Behavioral analyses of mice exposed to nPM or FA with or without BCAS. (A–C) Radial maze revisiting errors in mice exposed to nPM or FA with or without BCAS. (D–F) Radial maze novel entries in mice exposed to nPM or FA with or without BCAS. (G) Short-term NOR discrimination index in mice exposed to nPM or FA with or without BCAS. (H) Long-term NOR discrimination index in mice exposed to nPM or FA with or without BCAS. Data represented as $\text{mean}\pm \text{standard}$ error. $n=12\text{\hspace{0.17em}FA}$, $12\text{\hspace{0.17em}nPM}$, 12 $\text{FA}\hspace{0.17em}+\hspace{0.17em}\text{BCAS}$, 12 $\text{nPM}\hspace{0.17em}+\hspace{0.17em}\text{BCAS}$. (A–F) General linear model with main effects for nPM, BCAS, $\text{nPM}\hspace{0.17em}+\hspace{0.17em}\text{BCAS}$ interaction were used; pairwise comparisons used Tukey Kramer adjustment. (E–F) For the 8-arm radial maze, a mixed effects repeated measures model (8 averaged blocked trial) was used to analyze: differences among the four groups (one-factor model), and main effects for nPM, BCAS and the $\text{nPM}\hspace{0.17em}+\hspace{0.17em}\text{BCAS}$ interaction (two-factor model).
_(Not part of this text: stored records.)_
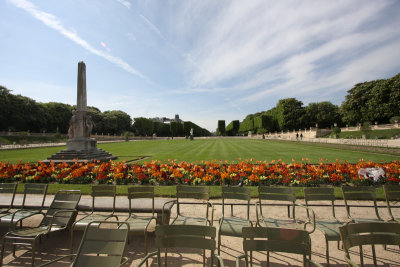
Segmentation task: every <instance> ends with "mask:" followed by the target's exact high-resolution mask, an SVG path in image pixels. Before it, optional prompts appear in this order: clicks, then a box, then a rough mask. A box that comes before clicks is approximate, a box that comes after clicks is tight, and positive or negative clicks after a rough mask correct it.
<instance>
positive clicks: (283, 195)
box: [258, 186, 296, 218]
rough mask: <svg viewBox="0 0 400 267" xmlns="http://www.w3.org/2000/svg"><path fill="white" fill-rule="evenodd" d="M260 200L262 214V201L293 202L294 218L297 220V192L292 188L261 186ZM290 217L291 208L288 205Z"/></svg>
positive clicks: (258, 197) (292, 207) (259, 193)
mask: <svg viewBox="0 0 400 267" xmlns="http://www.w3.org/2000/svg"><path fill="white" fill-rule="evenodd" d="M258 198H259V202H260V213H261V216H262V215H263V214H262V201H263V200H273V201H282V202H291V203H290V206H292V212H293V218H295V202H296V190H295V189H294V188H291V187H271V186H259V187H258ZM288 217H290V208H289V205H288Z"/></svg>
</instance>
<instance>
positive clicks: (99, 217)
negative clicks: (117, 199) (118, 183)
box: [71, 185, 118, 254]
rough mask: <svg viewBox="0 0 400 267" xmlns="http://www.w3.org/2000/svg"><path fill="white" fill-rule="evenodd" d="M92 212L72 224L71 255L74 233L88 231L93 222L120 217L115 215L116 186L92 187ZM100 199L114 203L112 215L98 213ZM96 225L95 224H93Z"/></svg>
mask: <svg viewBox="0 0 400 267" xmlns="http://www.w3.org/2000/svg"><path fill="white" fill-rule="evenodd" d="M91 196H92V211H91V212H90V213H89V214H87V215H86V216H84V217H83V218H81V219H79V220H77V221H76V222H74V223H73V224H72V227H71V254H72V253H73V239H74V231H75V230H79V229H86V227H87V226H88V225H89V223H91V222H93V221H105V220H108V219H109V218H112V217H114V218H116V220H118V217H117V216H116V215H115V214H114V213H115V198H116V186H115V185H92V193H91ZM98 198H106V199H111V201H112V211H111V213H106V214H104V213H99V212H96V206H95V203H96V199H98ZM91 225H94V224H91Z"/></svg>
Mean slope (behavior outcome over trials) was analyzed using a linear mixed effects model with main effects for nPM, BCAS, and the $\text{nPM}\hspace{0.17em}+\hspace{0.17em}\text{BCAS}$ interaction, modeling trial as a continuous variable. Summary data is provided in Table 1. Note: BCAS, bilateral carotid artery stenosis; FA, filtered air; NOR, novel object recognition; nPM, nanoscale particulate matter. *$p<0.05$, **$p\le 0.01$, ***$p\le 0.001$, ****$p\le 0.0001$.